Incredible. Thought-provoking. I'm not sure what the best way to describe this book would be, but it is a powerful memoir of the time Takei's family spent in the internment camps during World War II. He describes the life he led before the bombing of Pearl Harbor, then what happened to his family after the presidential order to relocate all those of Japanese ancestry from the West Coast.
Looking back at his memories, he talks of how his mother packed goodies to keep the children occupied on the train ride, how his father told them they were taking a vacation, and the realization that they did everything they could to shield and comfort George and his siblings.
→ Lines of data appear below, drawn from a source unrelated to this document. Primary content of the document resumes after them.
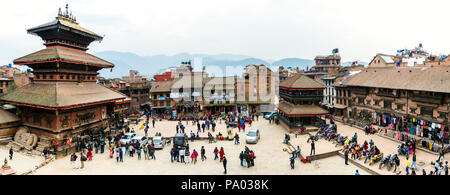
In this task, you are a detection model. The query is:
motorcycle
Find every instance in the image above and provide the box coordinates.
[397,145,409,158]
[369,153,384,165]
[386,154,397,171]
[378,154,391,169]
[364,148,376,164]
[335,136,347,147]
[307,133,320,143]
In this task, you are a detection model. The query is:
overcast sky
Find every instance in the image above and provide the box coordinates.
[1,0,450,65]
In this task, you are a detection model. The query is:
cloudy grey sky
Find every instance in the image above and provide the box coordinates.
[1,0,449,65]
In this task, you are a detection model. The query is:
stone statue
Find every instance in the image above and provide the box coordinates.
[2,158,10,169]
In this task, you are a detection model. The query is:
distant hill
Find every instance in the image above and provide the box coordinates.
[271,58,315,70]
[94,51,359,79]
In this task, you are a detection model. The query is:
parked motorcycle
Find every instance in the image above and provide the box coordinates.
[369,153,384,165]
[386,154,397,171]
[378,154,391,169]
[307,133,320,143]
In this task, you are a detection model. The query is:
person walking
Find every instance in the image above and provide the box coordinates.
[144,125,149,137]
[355,170,360,175]
[151,144,156,160]
[214,147,219,160]
[238,122,241,132]
[94,141,99,154]
[394,155,400,172]
[180,148,185,163]
[119,148,123,162]
[234,133,240,145]
[80,152,86,169]
[201,146,207,161]
[100,140,105,154]
[239,151,245,167]
[9,147,13,160]
[152,118,155,128]
[405,157,410,175]
[219,147,225,162]
[143,145,149,160]
[290,154,295,169]
[128,144,134,157]
[438,149,445,163]
[70,153,78,169]
[170,147,175,163]
[137,147,142,160]
[310,140,315,156]
[223,156,228,174]
[175,147,180,162]
[185,149,190,164]
[411,153,418,171]
[444,161,448,176]
[88,149,93,161]
[115,147,120,162]
[202,123,206,132]
[296,146,302,160]
[192,149,198,164]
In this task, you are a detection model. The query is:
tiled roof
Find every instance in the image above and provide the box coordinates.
[14,47,114,67]
[279,73,325,89]
[0,83,127,108]
[28,17,103,41]
[343,67,450,93]
[150,81,174,93]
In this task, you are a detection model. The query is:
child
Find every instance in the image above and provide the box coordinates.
[88,149,93,161]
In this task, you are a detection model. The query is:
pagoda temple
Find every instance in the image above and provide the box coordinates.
[278,74,329,132]
[0,5,127,141]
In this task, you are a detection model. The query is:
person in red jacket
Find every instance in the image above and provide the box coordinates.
[219,147,225,162]
[238,122,241,132]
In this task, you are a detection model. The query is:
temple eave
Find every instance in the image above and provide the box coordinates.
[1,98,125,111]
[14,59,113,68]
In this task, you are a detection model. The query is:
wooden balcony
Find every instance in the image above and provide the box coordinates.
[280,92,323,102]
[410,93,443,104]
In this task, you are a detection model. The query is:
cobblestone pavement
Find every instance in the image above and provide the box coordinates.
[30,117,448,175]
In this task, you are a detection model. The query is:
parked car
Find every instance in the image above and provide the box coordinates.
[246,129,261,144]
[119,133,137,145]
[131,135,149,146]
[227,122,238,128]
[152,136,167,149]
[173,133,188,149]
[265,111,278,119]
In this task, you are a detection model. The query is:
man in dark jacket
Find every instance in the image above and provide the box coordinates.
[223,156,228,174]
[201,146,207,161]
[310,140,315,155]
[9,147,13,160]
[152,119,155,128]
[239,151,245,167]
[290,154,295,169]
He doesn't spare himself, describing how he confronted his father as a teen about passively accepting their internment, as if resistance would have been possible.
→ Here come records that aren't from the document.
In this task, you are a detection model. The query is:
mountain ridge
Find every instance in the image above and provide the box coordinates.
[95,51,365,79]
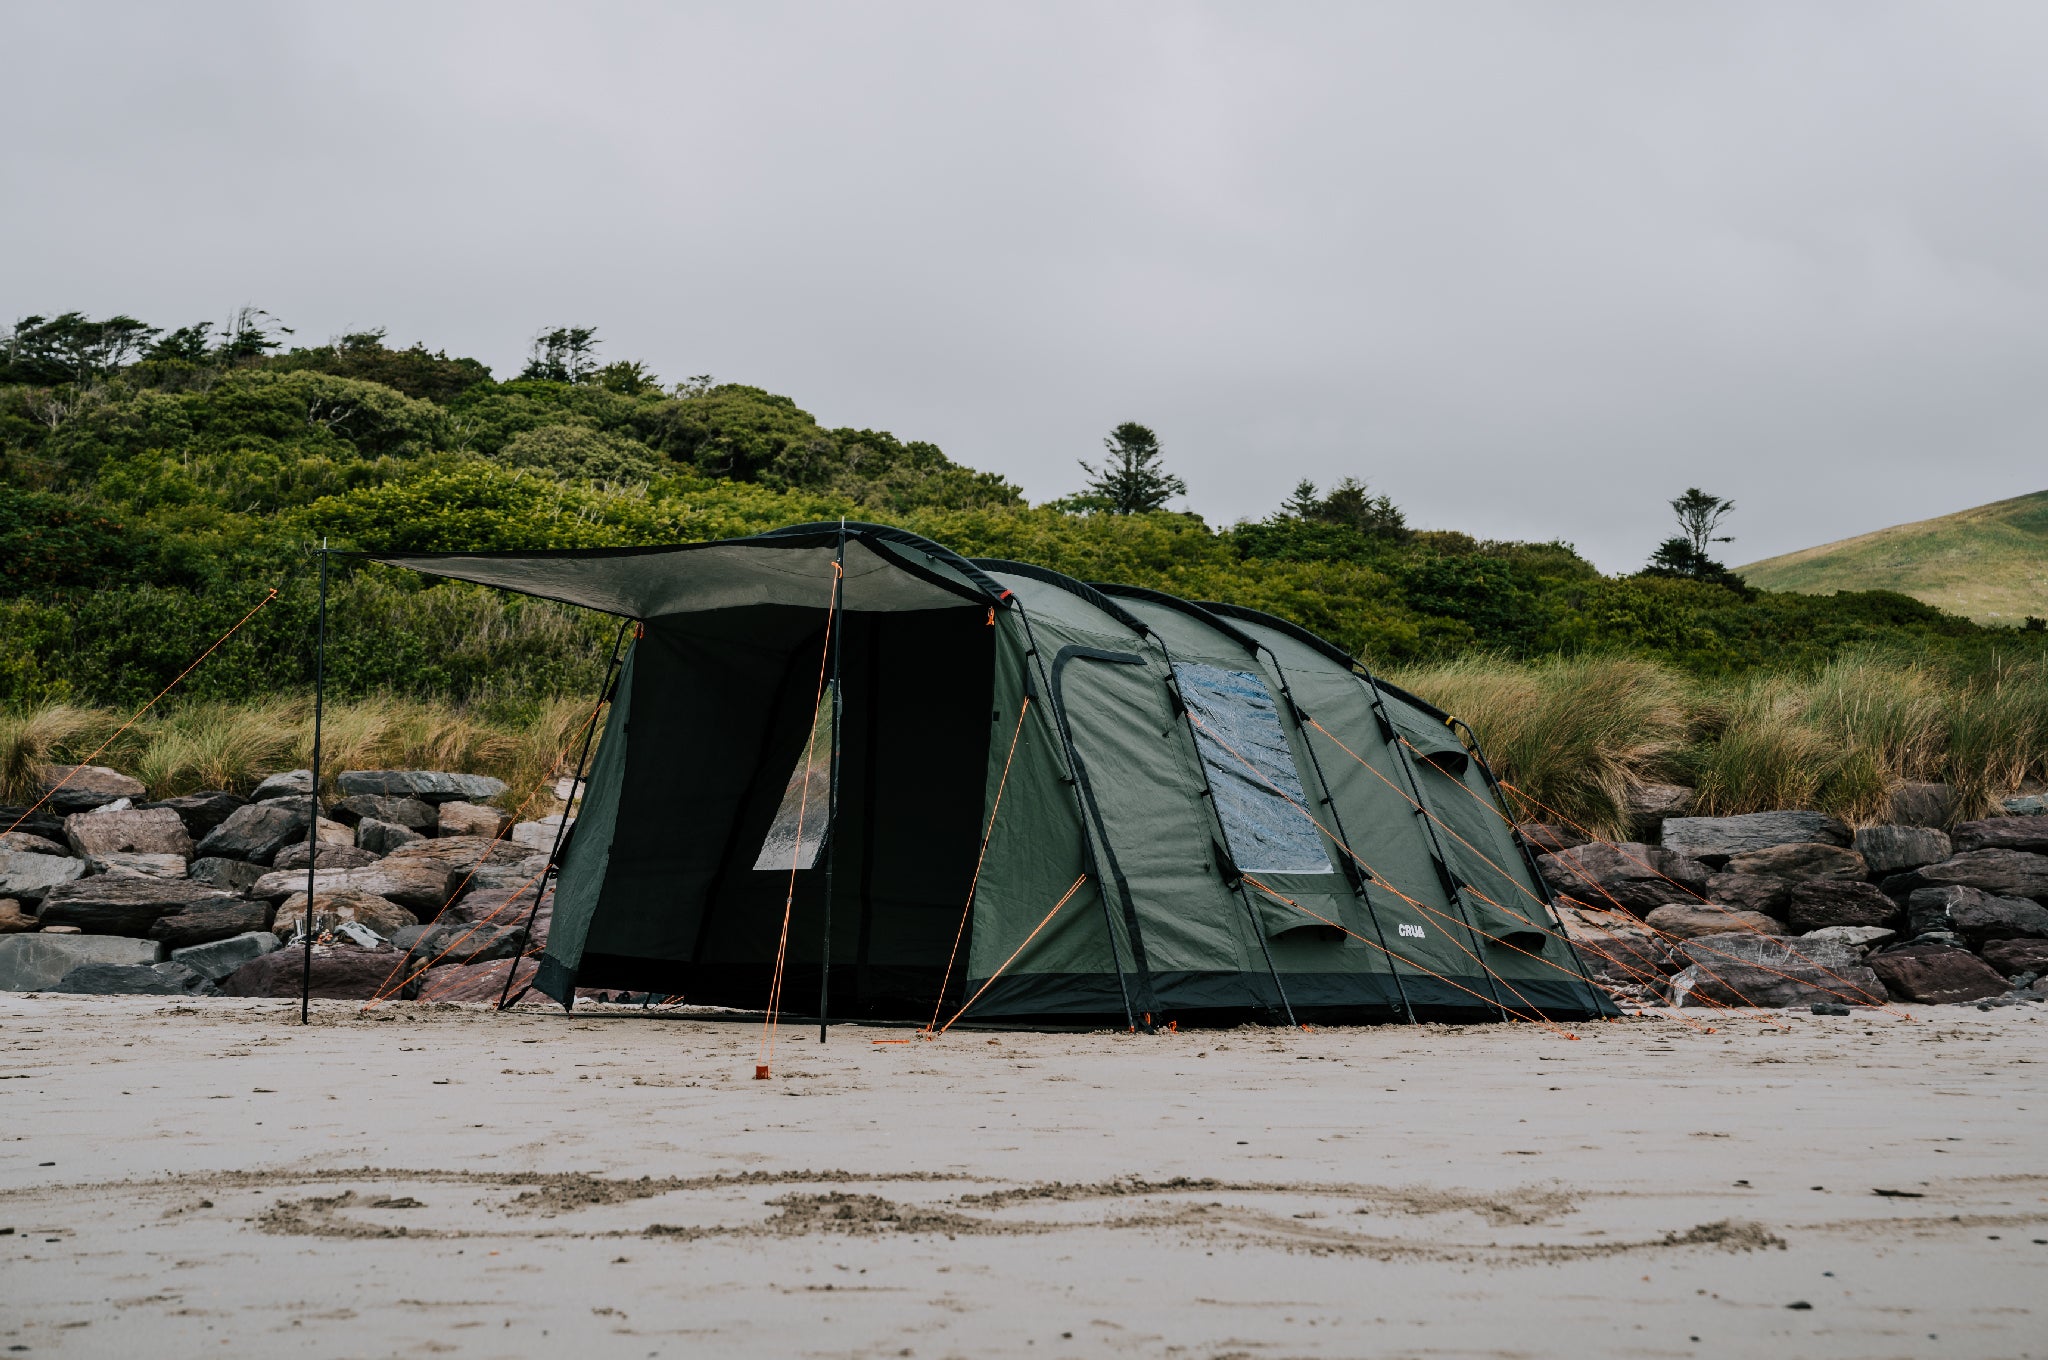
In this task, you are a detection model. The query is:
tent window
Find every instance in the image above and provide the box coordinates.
[1173,663,1333,875]
[752,685,835,871]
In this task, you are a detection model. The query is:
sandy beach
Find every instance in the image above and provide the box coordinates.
[3,996,2044,1359]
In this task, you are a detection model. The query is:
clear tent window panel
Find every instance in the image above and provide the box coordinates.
[1172,662,1334,875]
[753,685,835,871]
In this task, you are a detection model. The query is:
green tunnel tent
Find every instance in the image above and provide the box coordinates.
[366,523,1617,1026]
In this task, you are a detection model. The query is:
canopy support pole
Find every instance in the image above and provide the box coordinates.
[818,521,846,1043]
[300,543,327,1026]
[498,617,632,1011]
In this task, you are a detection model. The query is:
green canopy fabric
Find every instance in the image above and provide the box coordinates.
[370,522,1616,1026]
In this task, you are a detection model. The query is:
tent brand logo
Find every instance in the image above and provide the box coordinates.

Illustrations bring the scenes to life: being told to make a home in a horse stall at the Santa Anita Racetrack, then the hastily assembled barracks at Rohwer, and later Tule Lake; the armed guards on the trains that transported them; the politicians giving speeches about the untrustworthiness of anyone with Japanese ties. And there are more recent scenes such as Takei's TED Talk and his presence at the F.D.R. Museum and Presidential Library for the 75th anniversary of the Day of Remembrance that reflect how the past has continued to affect survivors and their families.
I was privileged to hear Mr. Takei speak briefly about the book at the NCTE Conference in Baltimore last month. After growing up seeing him as the capable Mr. Sulu of the Enterprise on television and cheering for him as Captain Sulu of the U.S.S. Excelsior at the movies, it was jarring to see him in person and hear him refer to such a terrible period of hysteria and racism. He said something that I think all those present will remember, "Our strength is in our diversity." Make it so.